用python查询生成国内法定节假日安排

        最近对于未成年人玩网游的防沉迷新政又整的沸沸扬扬的,不过作为伪游戏行业从业人员,新政出来,也是不得不跟进的,于是出需求,改代码,一番折腾下来,终于和小学生说拜拜了,呵呵苦笑......功能实现之余,想想这节假日的日子要么是产品整理一下给出来,要么去调别人的接口查,能不能自己去实现一份权威的数据呢,天底下还有python爬不了的数据吗!!!说爬咱就爬,要说权威数据,那肯定是国务院发的新闻最权威,于是乎,找请求,分析结果,终于整理出一份初始数据,不过要想真正可用,还需要分析一下那些假期安排变化的新闻,都是体力活了......

pytool/ChinaHoliday.py at main · puresnr/pytool (github.com)


# -*- coding: utf-8 -*-

'''
该脚本从国务院新闻发布平台搜索关于国内假期安排的通知,下载处理后生成国内法定节假日安排,是第一手的权威数据
目前只处理了初始放假安排的通知,没有处理变动假期安排的通知,假如假期产生了变动,只能做到通知维护人,由维护人手动处理
'''
 
import urllib.request
from urllib.parse import quote
import random
import re
import datetime
import json
import sys
import time
from bs4 import BeautifulSoup

''' 
#@获取403禁止访问的网页 
'''  
my_headers=["Mozilla/5.0 (Windows NT 6.3; WOW64) AppleWebKit/537.36 (KHTML, like Gecko) Chrome/39.0.2171.95 Safari/537.36",  
"Mozilla/5.0 (Macintosh; Intel Mac OS X 10_9_2) AppleWebKit/537.36 (KHTML, like Gecko) Chrome/35.0.1916.153 Safari/537.36",  
"Mozilla/5.0 (Windows NT 6.1; WOW64; rv:30.0) Gecko/20100101 Firefox/30.0"  
"Mozilla/5.0 (Macintosh; Intel Mac OS X 10_9_2) AppleWebKit/537.75.14 (KHTML, like Gecko) Version/7.0.3 Safari/537.75.14",  
"Mozilla/5.0 (compatible; MSIE 10.0; Windows NT 6.2; Win64; x64; Trident/6.0)"]

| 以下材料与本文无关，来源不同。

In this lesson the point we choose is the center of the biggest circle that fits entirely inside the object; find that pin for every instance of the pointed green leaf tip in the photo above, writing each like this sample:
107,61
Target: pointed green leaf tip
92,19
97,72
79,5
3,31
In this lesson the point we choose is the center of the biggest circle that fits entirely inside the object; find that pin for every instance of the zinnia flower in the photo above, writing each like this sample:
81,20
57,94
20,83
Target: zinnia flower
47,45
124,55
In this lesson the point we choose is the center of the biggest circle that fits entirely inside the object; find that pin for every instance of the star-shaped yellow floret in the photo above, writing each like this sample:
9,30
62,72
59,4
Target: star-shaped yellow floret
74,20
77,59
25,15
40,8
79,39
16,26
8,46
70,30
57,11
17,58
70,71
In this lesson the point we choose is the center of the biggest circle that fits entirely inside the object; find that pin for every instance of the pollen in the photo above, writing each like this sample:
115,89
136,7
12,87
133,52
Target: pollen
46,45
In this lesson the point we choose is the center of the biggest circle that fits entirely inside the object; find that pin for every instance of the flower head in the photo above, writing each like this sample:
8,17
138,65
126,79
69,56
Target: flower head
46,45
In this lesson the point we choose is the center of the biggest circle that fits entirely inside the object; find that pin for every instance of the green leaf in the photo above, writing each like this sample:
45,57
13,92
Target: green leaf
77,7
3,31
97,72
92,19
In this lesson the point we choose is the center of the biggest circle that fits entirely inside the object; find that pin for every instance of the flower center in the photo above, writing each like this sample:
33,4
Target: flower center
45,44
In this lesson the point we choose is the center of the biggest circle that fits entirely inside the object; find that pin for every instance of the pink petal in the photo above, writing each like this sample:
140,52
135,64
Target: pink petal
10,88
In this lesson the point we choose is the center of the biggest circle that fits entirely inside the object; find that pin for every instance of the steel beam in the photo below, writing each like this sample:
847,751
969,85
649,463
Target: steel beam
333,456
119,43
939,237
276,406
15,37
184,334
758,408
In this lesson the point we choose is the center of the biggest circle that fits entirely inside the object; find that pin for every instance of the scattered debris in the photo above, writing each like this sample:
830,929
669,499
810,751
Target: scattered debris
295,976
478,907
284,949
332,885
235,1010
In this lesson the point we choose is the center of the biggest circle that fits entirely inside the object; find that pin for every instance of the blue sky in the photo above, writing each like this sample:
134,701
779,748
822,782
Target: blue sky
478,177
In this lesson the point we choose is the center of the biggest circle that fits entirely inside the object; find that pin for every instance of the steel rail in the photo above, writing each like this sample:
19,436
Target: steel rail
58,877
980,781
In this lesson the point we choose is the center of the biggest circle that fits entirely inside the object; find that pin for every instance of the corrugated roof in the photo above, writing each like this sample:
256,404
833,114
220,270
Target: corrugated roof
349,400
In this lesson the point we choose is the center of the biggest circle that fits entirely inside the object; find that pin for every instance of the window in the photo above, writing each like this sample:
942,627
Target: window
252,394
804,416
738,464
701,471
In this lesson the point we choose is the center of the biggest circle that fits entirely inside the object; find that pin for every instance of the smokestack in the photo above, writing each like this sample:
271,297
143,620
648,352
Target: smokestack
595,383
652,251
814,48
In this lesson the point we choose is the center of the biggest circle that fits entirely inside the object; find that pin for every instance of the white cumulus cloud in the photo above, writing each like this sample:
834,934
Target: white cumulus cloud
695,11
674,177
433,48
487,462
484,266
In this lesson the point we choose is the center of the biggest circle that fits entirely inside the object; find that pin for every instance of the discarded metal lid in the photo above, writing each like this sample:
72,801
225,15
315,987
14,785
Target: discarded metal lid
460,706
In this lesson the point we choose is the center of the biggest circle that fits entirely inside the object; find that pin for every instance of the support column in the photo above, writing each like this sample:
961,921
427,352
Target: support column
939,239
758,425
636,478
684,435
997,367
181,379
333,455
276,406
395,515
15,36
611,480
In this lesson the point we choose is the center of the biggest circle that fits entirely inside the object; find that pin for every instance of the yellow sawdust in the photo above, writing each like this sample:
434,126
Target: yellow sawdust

def getContent(url, host, referer):  
    req=urllib.request.Request(url)  
    req.add_header("User-Agent",random.choice(my_headers))  
    req.add_header("Host", host)  
    req.add_header("Referer", referer)
    req.add_header("GET",url)  
    return urllib.request.urlopen(req).read()  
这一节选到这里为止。